Dia dulu tidak memiliki apa-apa, bertekad menggapai segalanya dengan bekerja serabutan. Dengan memanfaatkan pengalamannya dia mulai membuka warung kopi sederhana dan berhasil dengan begitu cepat.
Bima melihat peluang besar di pemasaran digital yang sedang berkembang. Kini perusahaannya menawarkan segalanya mulai dari konten kreatif, teknik pemasaran, seratus ribu data base baru setiap minggu, sampai desain pengalaman pengguna.
Pintu kantornya diketuk lagi dan Hikam, salah satu baristanya, masuk sambil membawa kopi.
Hikam meletakkan kopi di atas meja.

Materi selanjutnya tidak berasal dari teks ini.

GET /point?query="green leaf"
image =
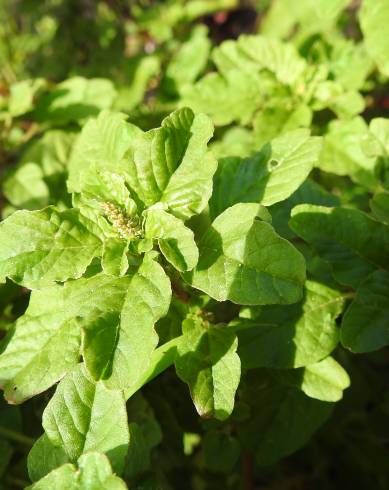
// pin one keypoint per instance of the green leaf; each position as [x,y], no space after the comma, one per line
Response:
[308,193]
[255,53]
[374,19]
[118,346]
[325,380]
[353,242]
[365,323]
[207,361]
[282,419]
[93,472]
[102,142]
[243,260]
[114,260]
[105,186]
[306,16]
[145,435]
[75,99]
[293,336]
[51,153]
[85,416]
[270,176]
[142,71]
[221,451]
[189,61]
[278,117]
[175,240]
[379,204]
[171,164]
[26,188]
[38,248]
[6,455]
[44,457]
[343,153]
[45,343]
[22,95]
[233,97]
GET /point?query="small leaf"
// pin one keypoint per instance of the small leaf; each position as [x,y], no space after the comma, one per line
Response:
[175,240]
[353,242]
[45,343]
[114,260]
[243,260]
[171,164]
[38,248]
[325,380]
[293,336]
[118,345]
[379,204]
[374,19]
[94,472]
[268,177]
[44,457]
[85,416]
[145,435]
[282,420]
[75,99]
[208,363]
[365,323]
[102,142]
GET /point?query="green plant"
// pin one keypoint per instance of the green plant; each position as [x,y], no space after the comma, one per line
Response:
[194,249]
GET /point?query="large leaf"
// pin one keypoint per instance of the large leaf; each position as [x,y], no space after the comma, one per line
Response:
[282,420]
[38,248]
[145,434]
[349,239]
[175,240]
[243,260]
[208,362]
[44,457]
[270,176]
[374,19]
[75,99]
[325,380]
[85,416]
[45,343]
[293,336]
[103,142]
[93,472]
[233,97]
[188,61]
[365,324]
[343,153]
[172,164]
[118,347]
[309,16]
[255,53]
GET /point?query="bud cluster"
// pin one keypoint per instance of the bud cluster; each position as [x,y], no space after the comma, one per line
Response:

Aromanya tajam dan kuat, menembus kabut pikiran dan menyadarkan Bima kalau dirinya baru tidur jam tiga pagi semalam.
“Wajah kamu kusut amat,” komentar Hikam. “Sama cewek cantik yang kemarin udah putus?” tanyanya jail.

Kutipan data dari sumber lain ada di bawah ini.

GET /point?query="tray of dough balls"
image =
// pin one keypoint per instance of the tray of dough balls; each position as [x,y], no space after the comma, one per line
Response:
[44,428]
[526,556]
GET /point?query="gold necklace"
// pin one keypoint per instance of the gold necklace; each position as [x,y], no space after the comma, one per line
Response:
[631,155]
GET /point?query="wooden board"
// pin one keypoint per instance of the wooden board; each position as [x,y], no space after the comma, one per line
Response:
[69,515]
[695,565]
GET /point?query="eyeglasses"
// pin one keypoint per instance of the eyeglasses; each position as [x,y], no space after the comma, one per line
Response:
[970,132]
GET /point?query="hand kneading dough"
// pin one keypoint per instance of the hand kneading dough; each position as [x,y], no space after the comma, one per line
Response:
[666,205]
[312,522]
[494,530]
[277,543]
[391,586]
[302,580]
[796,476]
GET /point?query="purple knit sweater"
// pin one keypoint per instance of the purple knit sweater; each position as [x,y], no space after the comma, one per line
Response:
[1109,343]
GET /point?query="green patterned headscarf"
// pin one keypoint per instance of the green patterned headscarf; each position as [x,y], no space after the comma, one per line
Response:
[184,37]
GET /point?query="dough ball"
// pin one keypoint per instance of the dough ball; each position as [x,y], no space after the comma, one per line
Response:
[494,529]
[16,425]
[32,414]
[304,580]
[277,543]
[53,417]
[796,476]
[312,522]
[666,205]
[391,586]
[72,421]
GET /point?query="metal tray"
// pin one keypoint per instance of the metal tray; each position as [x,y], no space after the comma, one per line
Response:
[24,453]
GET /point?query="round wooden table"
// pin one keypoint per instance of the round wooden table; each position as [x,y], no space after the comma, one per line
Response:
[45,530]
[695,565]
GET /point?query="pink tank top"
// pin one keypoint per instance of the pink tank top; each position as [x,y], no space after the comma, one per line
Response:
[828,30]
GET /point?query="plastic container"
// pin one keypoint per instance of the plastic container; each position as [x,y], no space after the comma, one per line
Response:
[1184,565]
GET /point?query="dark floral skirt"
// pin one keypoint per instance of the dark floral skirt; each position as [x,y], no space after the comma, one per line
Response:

Jika bukan karena pertemanan mereka yang sudah lama, Bima dengan senang hati meleparkan Hikam dari atas gedung dan melangkahi mayatnya yang hancur. “Diam.”
Hikam membenarkan letak kacamatanya dengan ujung telunjuk, lalu meraih empat cangkir kopi kosong dari meja dan menumpuknya. “Kamu tahu nggak. Aku sih nggak larang kebiasaan minum kopi kamu, tapi tetap harus makan malam dan cukup tidur di malam hari. Itu yang dilakukan orang-orang normal. Ya, kalau kamu mau tahu.”

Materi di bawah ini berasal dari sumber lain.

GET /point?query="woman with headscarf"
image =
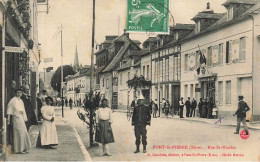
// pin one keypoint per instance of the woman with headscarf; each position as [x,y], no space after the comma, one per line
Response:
[48,134]
[15,108]
[104,134]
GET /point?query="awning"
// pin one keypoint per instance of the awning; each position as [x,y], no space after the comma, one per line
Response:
[208,78]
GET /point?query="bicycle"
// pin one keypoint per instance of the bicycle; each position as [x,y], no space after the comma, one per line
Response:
[129,113]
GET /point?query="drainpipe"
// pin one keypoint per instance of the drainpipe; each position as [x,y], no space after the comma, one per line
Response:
[253,50]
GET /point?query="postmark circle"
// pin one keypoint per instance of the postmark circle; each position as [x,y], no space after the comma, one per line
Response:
[243,134]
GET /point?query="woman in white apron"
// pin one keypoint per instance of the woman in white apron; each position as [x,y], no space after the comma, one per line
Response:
[20,135]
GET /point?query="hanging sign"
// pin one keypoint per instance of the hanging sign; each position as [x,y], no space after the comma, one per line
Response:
[14,49]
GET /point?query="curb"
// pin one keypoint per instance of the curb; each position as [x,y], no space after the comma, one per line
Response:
[84,151]
[230,125]
[81,145]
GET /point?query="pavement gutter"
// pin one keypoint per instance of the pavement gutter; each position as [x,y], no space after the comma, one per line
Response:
[81,145]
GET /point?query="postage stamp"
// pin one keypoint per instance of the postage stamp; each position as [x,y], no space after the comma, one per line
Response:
[148,16]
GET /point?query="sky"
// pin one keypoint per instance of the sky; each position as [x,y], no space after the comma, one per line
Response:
[76,18]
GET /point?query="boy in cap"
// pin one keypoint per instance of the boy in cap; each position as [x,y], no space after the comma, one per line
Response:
[241,114]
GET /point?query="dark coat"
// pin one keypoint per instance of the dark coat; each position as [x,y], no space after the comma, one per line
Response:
[188,104]
[29,110]
[141,116]
[194,103]
[242,109]
[134,103]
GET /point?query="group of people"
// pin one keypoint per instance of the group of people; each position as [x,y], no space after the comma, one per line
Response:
[205,107]
[140,119]
[21,115]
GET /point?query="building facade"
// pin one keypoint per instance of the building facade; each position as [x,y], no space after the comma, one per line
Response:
[166,65]
[78,86]
[228,43]
[19,30]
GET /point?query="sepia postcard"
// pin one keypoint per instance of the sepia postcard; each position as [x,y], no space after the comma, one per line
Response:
[130,80]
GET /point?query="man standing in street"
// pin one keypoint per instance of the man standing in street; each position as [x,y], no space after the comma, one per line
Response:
[181,103]
[134,103]
[188,105]
[241,114]
[141,118]
[28,109]
[193,107]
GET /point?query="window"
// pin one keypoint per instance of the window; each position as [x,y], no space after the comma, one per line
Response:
[197,61]
[228,51]
[228,92]
[167,69]
[220,54]
[186,62]
[220,93]
[147,76]
[121,78]
[191,91]
[107,83]
[242,49]
[209,59]
[230,13]
[144,71]
[185,92]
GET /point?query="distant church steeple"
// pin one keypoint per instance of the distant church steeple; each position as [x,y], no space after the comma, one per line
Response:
[76,61]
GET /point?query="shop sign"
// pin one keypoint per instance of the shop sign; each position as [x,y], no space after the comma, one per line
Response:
[14,49]
[207,79]
[197,89]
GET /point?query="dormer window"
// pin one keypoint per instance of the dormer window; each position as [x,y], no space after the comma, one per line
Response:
[176,35]
[197,27]
[230,13]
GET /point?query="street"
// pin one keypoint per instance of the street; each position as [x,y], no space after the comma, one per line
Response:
[172,140]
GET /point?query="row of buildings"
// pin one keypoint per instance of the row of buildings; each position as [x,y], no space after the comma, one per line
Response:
[20,55]
[229,41]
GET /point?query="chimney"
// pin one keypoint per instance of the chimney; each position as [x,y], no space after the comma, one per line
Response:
[126,34]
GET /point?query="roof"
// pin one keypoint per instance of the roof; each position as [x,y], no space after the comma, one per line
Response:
[137,41]
[150,39]
[223,22]
[184,26]
[125,65]
[240,1]
[203,15]
[118,56]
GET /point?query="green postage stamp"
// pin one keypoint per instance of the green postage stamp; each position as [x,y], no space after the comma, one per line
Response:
[148,16]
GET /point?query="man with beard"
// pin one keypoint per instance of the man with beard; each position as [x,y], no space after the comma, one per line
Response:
[141,118]
[28,108]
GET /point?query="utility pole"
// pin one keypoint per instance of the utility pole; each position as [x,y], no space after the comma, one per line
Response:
[159,84]
[3,84]
[61,74]
[91,123]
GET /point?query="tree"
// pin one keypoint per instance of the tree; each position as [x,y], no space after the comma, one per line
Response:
[56,78]
[89,114]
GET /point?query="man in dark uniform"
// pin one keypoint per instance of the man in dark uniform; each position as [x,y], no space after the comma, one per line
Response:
[181,104]
[28,109]
[188,105]
[134,103]
[193,107]
[141,118]
[241,114]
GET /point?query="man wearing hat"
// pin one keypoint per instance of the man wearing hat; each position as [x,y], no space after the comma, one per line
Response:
[141,117]
[241,114]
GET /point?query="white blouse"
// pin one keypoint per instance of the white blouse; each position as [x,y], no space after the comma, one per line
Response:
[104,114]
[16,107]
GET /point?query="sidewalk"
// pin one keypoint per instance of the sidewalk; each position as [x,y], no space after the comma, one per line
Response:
[224,122]
[68,149]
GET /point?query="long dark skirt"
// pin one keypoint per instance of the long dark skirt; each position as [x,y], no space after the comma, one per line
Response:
[104,133]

“Aku nggak mau tahu.” Yang ingin diketahui Bima kapan ibunya akan menyuruhnya menemui gadis itu.
“Oke, itu bukan urasanku. Nggak tahu kenapa aku harus mengurusimu. Dan kesinisanmu itu tidak bermutu.”
“Sebaliknya, kesinisan telah melindungiku dengan baik dari incaran para wanita lapar atau pembisnis serakah.”
Cangkir-cangkir berderak di tangan Hikam ketika dengan wajah tak acuh berjalan keluar melewati pintu.